Devletler arasındaki bir takım sembolik ama önemli hususlarda havayollarının tutumu, tartışma konusu olmuştur.
Geçtiğimiz günlerde işte bunlardan bir tanesi, Çin ile Tayvan arasındaki anlaşmazlık sebebiyle gündeme geldi.
Bilindiği üzere Çin, 1949 yılında yaşanan kopuşa rağmen, Tayvan’ın bağımsızlığını tanımıyor. Bu yüzden, havayolu şirketlerinin bilet rezervasyon ve satış kanallarında, Tayvan’ın ayrı bir ülke olarak tanımlanmasına karşı çıkıyor.
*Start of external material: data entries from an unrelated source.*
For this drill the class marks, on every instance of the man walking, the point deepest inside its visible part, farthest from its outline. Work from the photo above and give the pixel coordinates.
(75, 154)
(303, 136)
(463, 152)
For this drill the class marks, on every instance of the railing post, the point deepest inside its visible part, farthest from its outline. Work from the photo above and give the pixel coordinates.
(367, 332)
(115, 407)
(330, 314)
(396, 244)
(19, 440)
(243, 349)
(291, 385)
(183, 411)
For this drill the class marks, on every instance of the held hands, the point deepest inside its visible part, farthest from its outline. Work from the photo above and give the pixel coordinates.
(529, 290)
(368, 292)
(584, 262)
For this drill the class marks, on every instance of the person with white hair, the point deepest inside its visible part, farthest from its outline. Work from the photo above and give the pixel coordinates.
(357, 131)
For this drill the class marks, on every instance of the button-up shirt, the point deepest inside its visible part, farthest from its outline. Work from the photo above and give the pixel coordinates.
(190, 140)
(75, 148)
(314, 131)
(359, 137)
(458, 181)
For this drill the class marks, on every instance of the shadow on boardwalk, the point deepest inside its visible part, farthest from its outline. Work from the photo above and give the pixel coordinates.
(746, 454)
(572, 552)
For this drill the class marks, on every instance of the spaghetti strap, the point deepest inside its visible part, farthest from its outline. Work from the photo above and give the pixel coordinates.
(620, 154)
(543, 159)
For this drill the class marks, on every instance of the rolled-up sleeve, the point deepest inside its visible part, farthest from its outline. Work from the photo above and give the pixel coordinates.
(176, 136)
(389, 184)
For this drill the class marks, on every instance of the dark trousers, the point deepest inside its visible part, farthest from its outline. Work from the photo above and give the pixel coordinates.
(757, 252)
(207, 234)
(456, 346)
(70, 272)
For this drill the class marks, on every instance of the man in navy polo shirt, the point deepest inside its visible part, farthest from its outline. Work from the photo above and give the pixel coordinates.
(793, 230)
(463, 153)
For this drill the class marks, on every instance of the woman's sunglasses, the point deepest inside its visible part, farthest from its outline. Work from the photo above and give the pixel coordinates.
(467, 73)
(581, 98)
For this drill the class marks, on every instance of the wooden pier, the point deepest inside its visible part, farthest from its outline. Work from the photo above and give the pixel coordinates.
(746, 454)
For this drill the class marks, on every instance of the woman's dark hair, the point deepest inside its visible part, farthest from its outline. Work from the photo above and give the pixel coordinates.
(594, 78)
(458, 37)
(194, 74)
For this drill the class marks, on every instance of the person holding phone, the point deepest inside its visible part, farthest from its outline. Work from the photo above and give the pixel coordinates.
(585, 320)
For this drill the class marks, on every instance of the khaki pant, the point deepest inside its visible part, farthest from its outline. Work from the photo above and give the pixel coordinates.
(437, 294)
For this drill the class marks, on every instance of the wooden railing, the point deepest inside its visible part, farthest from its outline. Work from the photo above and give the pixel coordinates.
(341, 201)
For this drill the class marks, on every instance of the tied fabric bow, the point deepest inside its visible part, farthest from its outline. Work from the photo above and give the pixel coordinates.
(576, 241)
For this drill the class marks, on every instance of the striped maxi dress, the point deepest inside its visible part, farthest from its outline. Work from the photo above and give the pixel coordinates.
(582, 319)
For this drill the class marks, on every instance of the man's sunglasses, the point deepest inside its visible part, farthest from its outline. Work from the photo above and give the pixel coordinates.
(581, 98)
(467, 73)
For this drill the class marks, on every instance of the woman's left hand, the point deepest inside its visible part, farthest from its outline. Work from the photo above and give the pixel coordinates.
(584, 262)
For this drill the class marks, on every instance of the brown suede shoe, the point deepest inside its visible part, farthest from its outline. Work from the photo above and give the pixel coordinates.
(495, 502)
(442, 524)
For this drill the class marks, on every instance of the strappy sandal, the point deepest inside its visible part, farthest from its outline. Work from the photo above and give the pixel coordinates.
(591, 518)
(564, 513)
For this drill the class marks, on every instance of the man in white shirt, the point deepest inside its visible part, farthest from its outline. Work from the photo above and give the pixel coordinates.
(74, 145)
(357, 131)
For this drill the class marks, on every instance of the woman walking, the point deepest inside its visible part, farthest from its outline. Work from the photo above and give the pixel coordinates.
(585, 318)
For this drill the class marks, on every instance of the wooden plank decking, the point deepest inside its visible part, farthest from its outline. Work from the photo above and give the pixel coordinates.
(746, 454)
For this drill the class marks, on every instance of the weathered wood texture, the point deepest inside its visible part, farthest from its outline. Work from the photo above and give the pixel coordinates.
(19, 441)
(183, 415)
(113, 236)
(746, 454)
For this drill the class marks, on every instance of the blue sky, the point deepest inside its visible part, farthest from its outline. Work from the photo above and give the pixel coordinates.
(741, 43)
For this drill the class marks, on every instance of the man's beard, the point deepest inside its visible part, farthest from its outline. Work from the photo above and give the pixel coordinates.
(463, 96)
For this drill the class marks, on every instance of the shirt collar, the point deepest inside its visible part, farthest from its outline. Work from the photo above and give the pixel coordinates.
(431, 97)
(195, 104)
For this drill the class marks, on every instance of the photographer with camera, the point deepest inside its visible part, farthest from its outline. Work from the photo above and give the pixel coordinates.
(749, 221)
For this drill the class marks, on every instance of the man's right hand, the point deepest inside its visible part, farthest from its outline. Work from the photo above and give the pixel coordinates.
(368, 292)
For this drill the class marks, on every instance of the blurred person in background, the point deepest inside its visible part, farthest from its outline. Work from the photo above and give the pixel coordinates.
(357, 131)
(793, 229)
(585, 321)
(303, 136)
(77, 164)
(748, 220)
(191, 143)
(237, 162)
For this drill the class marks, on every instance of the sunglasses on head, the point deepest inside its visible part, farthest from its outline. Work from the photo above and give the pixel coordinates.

Çin, 2018 yılının başında yayımladığı bir bildiri ile, Tayvan’a sefer yapmakta olan 44 farklı havayolu şirketini, gerekliği değişikliği yapmaları konusunda ikaz etmişti.
Bunun için tanınan süre, 25 Temmuz 2018 tarihinde bitiyordu.
Verilen mühlete kadar bu değişikliği yerine getirmeyen havayollarını Çin’in ne gibi bir yaptırımda bulunacağı ise belli değildi.
Çin’in bu talebine son ana kadar direnen, Amerikalı dört taşıyıcı oldu.
American Airlines, Delta Air Lines, United Airlines ve Hawaiian Airlines, Tayvan’ın Çin’e ait bir bölge olarak gösterimi konusundaki mühlet bitene kadar bekledi.
Ama neticede Çin’in istediği oldu ve Amerikalılar hariç tüm havayolu şirketleri, Tayvan’ı, Çin’in bir parçası gibi göstermeye başladı.
Amerikalı taşıyıcılar ise, Tayvan ve Çin ibarelerini beraberce kullanmak yerine sadece, uçuş seçenekleri arasına Tayvan’ın başkenti Taipei’nin havalimanı ve şehir kodlarını koymakla yetindi.
Tayvan’ın bu konuda yaptığı itiraz ve gösterdiği tepki yetersiz kaldı.
Çin ayrıca, kendisine ait özerk yönetim bölgeleri olan Hong Kong ve Macau’nun da havayolu rezervasyon ve satış kanllarında ayrı birer devlet olarak tanımlanmamasını istemişti.
Neticede, devletler arasında süre gelen siyasî bir konuda güç gösterisinin yapıldığı yer yine havayolu sektörü oldu.